CONTROVERSES NUCLEAIRES !

2008
Des cellules distantes de tissus irradiés peuvent devenir cancéreuses
ADIT, http://www.lemonde.fr, août
Voir aussi la Gazette Nucléaire ou  The bystander effect (pdf Annales de l'Association belge de Radioprotection, 2009)

LE MONDE | 19.08.08

Dans le groupe de souris entièrement irradiées, le taux de tumeurs du cervelet a été de 62%. | REUTERS/© Alessia Pierdomenico / Reuters

     Les cellules situées à distance de celles ciblées par une forte irradiation subissent des dommages indirects, sous forme de tumeurs, rapporte une équipe italienne dans un article publié, lundi 18 août, dans les Comptes rendus de l'Académie nationale des sciences américaine (PNAS).
     Les altérations génétiques et les cancers provoqués par les radiations ionisantes sont bien connus. Mais, longtemps, l'idée dominante était qu'il fallait que les rayons traversent directement le noyau d'une cellule pour provoquer ces effets néfastes. Depuis deux décennies, des preuves in vitro ont été apportées pour étayer l'existence de "dommages collatéraux" chez des cellules non traversées par les rayons.
     Un tel effet à distance pourrait s'expliquer par une communication entre cellules irradiées et non irradiées ou du fait de la libération par les cellules irradiées de facteurs pouvant agir sur leurs voisines. Mariateresa Mancuso et ses collègues de l'équipe dirigée par Anna Saran (Réseau pour les nouvelles technologies, l'énergie et l'environnement, Centre de recherche Casaccia, Rome) apportent les preuves d'une telle action in vivo, chez une souris servant de modèle à des tumeurs cérébrales de l'enfant.

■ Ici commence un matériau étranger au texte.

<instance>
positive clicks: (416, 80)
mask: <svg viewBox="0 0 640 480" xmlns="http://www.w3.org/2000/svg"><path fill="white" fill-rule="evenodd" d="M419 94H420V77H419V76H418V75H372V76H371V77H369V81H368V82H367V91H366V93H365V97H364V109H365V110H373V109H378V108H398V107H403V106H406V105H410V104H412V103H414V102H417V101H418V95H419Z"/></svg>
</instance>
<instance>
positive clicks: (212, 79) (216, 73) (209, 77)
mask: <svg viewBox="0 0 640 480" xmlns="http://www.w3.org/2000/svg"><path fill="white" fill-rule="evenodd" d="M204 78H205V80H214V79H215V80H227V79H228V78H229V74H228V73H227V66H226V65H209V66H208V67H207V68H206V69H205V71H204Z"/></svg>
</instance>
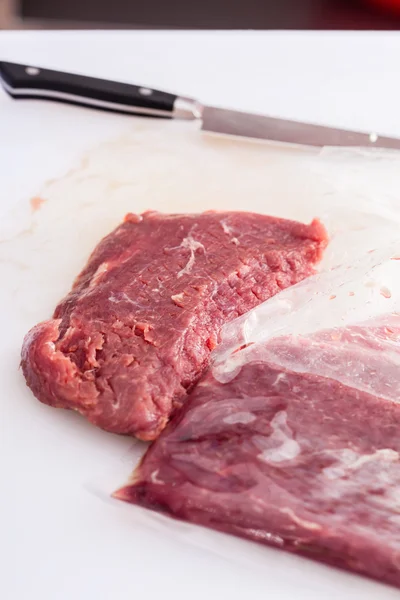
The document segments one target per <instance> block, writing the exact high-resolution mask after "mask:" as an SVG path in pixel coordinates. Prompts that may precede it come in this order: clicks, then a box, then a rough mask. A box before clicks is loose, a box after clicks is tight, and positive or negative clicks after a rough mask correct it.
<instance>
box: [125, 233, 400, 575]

     Le cervelet des souris porteuses d'un exemplaire du gène Patched-1 est extrêmement sensible aux effets d'une irradiation en période néonatale, qui entraîne la formation d'une tumeur cérébrale appelée médulloblastome. Les chercheurs ont soumis deux lots de ces souris à une irradiation, soit de tout le corps, soit en protégeant la tête par du plomb.
     Dans le groupe des souris entièrement irradiées, le taux de tumeurs du cervelet a été de 62%. De façon surprenante, ces tumeurs se sont également développées chez 39% des souris dont la tête avait été protégée de l'irradiation. Des altérations génétiques, responsables de tumeurs, se produisent donc dans des cellules qui ne sont pas directement exposées à une irradiation, mais sont situées à courte distance de celles recevant le rayonnement. Une mort programmée (apoptose) est également enclenchée dans ces cellules. Il semble que les dommages indirectement infligés à leur ADN soient durables, alors que les souris entièrement irradiées souffraient plutôt des effets néfastes à court terme.
     Les chercheurs italiens ont aussi démontré qu'il était possible d'atténuer les effets à distance de l'irradiation en perturbant chimiquement la communication entre cellules. Ils ont constaté une relation proportionnelle entre la dose d'irradiation délivrée et la réponse des cellules voisines, mesurée en prenant comme critère le nombre de cassures de l'ADN et le nombre de cellules entrant en apoptose.
     Pour Patrick Gourmelon, de l'Institut de radioprotection et de sûreté nucléaire (IRSN, cette publication "scientifiquement très riche ne justifie cependant pas un changement des limites d'exposition aux rayonnements, comme le suggèrent les auteurs: il faudrait auparavant accumuler des observations à des doses moins élevées et sur des modèles animaux moins spécifiques", estime-t-il.